A US congressman has introduced new legislation to block insider trading in prediction markets after speculation that government insiders may have personally profited from advance knowledge of the military operation in Venezuela.
The bill was introduced into the House of Representatives on Friday by the Democratic representative Ritchie Torres after suspicious, incredibly lucrative bets on Nicolás Maduro leaving office were placed hours before the former Venezuelan president was captured by the US.
The bets were placed on Polymarket, a US prediction market platform where users purchase shares in the outcome of a question. In this case, users bet on whether Maduro would be removed from power before 31 January 2026, with the share price calculated based on demand.
One Polymarket user collected more than $400,000 betting on Maduro's removal, with the vast majority of shares purchased in the 10 hours before military operations began.
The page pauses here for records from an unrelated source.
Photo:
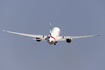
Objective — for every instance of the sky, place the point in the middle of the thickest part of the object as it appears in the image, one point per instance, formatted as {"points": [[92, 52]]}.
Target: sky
{"points": [[73, 17]]}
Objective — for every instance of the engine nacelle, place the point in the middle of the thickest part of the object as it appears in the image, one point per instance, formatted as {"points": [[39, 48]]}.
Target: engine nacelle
{"points": [[68, 40], [38, 39]]}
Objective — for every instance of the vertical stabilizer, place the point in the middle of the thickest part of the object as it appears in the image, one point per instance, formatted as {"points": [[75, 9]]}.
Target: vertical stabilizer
{"points": [[50, 29]]}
The user was created on 26 December, and has made only these trades. The account has since been deleted. Another user, following a similar pattern, made $80,000.
Both the timing and the huge profits led to speculation that the users had prior knowledge of military action. Paul Sibenik, a blockchain forensics and investigations expert, agreed the pattern was suspicious, telling The Observer: “What makes insider trading more likely is the multiple different wallets using the same pattern.”
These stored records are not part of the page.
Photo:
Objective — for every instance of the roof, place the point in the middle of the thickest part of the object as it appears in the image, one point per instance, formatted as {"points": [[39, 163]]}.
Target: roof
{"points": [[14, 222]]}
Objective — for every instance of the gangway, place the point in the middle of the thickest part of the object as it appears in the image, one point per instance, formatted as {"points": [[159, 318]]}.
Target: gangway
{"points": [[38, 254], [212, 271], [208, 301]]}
Torres’s bill addresses a gap in the law, as this behaviour is not explicitly illegal in prediction markets.
Polymarket has so far talked down the prospect of increased regulation. In a November interview with Axios its CEO, Shayne Coplan, said: “I think what's cool about Polymarket is that it creates this financial incentive … for people to go and divulge the information to the market.”
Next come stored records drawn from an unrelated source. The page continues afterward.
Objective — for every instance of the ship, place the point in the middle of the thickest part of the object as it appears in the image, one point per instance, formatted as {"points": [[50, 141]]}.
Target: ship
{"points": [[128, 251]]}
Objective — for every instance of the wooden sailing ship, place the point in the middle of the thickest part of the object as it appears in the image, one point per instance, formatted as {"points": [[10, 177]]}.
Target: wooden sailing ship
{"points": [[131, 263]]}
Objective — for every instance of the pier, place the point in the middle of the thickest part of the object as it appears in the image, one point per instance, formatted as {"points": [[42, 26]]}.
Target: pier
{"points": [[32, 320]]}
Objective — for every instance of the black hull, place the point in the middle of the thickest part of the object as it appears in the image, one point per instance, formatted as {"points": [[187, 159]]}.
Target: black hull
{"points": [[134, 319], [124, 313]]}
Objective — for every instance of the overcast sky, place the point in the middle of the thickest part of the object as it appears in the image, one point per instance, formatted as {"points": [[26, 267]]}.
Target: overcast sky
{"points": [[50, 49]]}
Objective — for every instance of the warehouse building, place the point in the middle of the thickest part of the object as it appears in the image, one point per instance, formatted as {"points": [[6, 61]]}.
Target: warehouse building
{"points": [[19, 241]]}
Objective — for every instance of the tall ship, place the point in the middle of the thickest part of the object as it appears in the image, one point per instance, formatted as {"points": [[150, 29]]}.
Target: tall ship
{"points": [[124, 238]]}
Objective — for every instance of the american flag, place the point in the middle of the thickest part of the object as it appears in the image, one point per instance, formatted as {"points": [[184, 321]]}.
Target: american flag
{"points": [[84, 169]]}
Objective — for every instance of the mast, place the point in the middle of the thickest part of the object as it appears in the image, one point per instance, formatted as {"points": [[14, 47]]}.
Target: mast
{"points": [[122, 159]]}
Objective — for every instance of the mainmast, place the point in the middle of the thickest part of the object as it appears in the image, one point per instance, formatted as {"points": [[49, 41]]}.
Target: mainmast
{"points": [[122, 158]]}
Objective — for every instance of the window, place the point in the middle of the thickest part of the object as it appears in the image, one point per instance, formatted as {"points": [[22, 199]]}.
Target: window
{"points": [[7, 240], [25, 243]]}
Ari Redbord, a former US treasury official and head of policy at the blockchain forensics firm TRM Labs, said that “whether ‘insider trading’ applies in this context remains an open question under US law”, as existing legislation could not be easily mapped on to prediction markets.
Torres says the new bill will ensure that “government is not a for-profit enterprise”, and that elected officials cannot manipulate policy to line their pockets through prediction markets. With this legislation, he hopes to close the loophole before it is exploited further.